News Release

Duck-billed dinosaur “mummies” preserve fleshy hide and hooves in thin layers of clay

Summary author: Walter Beckwith

Peer-Reviewed Publication

American Association for the Advancement of Science (AAAS)

New paleontological findings offer insights into Wyoming’s “dinosaur mummies,” revealing that the stunningly preserved skin, spikes, and hooves of duck-billed dinosaurs are not fossilized flesh at all, but delicate clay molds formed by microbes as the creatures decayed, researchers report. Soft-tissue preservation in fossils usually occurs in fine-grained, oxygen-poor environments such as lagoons or seabeds, which enable the fossilization of delicate structures like feathers and skin. However, the so-called “dinosaur mummies” of duck-billed dinosaurs (Edmontosaurus annectens), which were discovered in the early 1900s in eastern Wyoming with what appeared to be fossilized skin texture and fleshy body parts, were found in coarse, oxygenated river deposits, making the nature of their remarkable preservation a long-standing mystery.
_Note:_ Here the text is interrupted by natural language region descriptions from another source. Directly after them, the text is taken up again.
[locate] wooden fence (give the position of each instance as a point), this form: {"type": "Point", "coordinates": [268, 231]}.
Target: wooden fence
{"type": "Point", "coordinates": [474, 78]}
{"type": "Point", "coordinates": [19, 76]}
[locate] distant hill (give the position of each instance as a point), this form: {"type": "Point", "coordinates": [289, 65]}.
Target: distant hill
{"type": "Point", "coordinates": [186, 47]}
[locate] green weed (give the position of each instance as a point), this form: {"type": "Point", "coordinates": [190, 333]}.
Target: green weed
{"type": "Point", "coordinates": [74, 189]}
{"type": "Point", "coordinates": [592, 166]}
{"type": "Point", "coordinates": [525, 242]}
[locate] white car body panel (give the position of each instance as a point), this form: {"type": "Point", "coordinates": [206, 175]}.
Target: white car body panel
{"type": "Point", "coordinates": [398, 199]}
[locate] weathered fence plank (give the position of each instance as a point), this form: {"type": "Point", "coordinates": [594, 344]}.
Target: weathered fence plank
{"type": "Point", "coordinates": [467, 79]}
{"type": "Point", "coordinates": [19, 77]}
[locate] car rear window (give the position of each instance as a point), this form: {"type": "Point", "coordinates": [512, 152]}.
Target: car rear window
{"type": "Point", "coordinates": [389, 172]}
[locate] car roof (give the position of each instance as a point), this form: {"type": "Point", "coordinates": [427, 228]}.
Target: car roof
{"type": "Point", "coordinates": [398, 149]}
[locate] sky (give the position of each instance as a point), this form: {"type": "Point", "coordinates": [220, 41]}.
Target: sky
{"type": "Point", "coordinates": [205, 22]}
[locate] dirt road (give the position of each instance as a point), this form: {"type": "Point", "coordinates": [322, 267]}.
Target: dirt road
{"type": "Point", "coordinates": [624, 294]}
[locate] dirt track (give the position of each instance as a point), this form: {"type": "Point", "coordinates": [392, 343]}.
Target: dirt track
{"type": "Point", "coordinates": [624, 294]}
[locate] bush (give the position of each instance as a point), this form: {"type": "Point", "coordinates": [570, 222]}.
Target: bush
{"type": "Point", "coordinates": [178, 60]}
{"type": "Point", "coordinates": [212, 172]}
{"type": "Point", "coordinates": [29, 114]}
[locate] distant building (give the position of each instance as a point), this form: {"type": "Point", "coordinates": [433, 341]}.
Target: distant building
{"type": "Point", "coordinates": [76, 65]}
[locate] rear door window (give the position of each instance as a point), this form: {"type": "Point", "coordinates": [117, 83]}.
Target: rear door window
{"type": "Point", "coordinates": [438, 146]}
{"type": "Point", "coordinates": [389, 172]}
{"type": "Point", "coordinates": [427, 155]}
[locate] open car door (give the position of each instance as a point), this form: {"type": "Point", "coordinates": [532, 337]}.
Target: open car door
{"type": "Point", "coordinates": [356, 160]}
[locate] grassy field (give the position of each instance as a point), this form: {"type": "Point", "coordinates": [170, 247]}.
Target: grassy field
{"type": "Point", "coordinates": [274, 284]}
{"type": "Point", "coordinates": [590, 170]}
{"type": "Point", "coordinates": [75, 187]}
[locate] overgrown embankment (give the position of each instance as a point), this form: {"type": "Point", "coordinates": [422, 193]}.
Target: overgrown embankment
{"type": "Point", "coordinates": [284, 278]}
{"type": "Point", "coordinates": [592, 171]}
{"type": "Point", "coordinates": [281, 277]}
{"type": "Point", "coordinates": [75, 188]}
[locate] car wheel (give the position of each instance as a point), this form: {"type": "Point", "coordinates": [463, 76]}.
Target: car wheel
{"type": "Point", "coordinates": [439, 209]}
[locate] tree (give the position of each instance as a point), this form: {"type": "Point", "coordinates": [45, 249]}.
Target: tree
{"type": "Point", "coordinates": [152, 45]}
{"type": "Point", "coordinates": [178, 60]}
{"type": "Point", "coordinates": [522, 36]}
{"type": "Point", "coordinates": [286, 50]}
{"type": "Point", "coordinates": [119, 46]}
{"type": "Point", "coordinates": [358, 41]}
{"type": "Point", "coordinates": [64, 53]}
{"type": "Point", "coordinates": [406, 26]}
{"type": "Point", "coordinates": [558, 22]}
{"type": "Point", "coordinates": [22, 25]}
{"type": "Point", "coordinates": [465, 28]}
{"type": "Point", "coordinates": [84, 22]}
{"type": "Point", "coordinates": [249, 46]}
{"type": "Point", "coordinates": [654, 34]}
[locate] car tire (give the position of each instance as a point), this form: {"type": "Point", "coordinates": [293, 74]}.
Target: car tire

Using historical documents, Paul Sereno and colleagues approximated the location where these original specimens were discovered more than a century ago and report on new findings from the site, including newly discovered juvenile and adult Edmontosaurus mummies. Notably, the late juvenile represents the first subadult dinosaur mummy and the first large-bodied dinosaur with a fully preserved fleshy outline, including a neck and trunk crest. The adult is the first hadrosaurid to retain the full tail spike row and the earliest known hooves in any tetrapod, marking the first reptile with hooved feet. According to the authors, the midline crest and tail spikes of E. annectens reveal a far more complex hide than historical restorations have suggested. Comparisons to living reptiles suggest functional and morphological similarities to some modern squamates. Sereno et al. also show that these features are preserved as thin (<1 millimeter) clay layers bounded by sandstone, rather than as true fossilized soft tissue. Detailed analyses using optical, CT, and electron microscopy, and X-ray spectroscopy revealed no evidence of original organics within the clay or surrounding matrix. The uniform clay layer likely formed as a surface template over the decaying carcass, aided by biofilms, rather than replicating original tissue. This clay templating mechanism preserves external integumental forms in three dimensions, even in coarse, oxygenated fluvial deposits, expanding the range of depositional settings in which soft-tissue features can fossilize.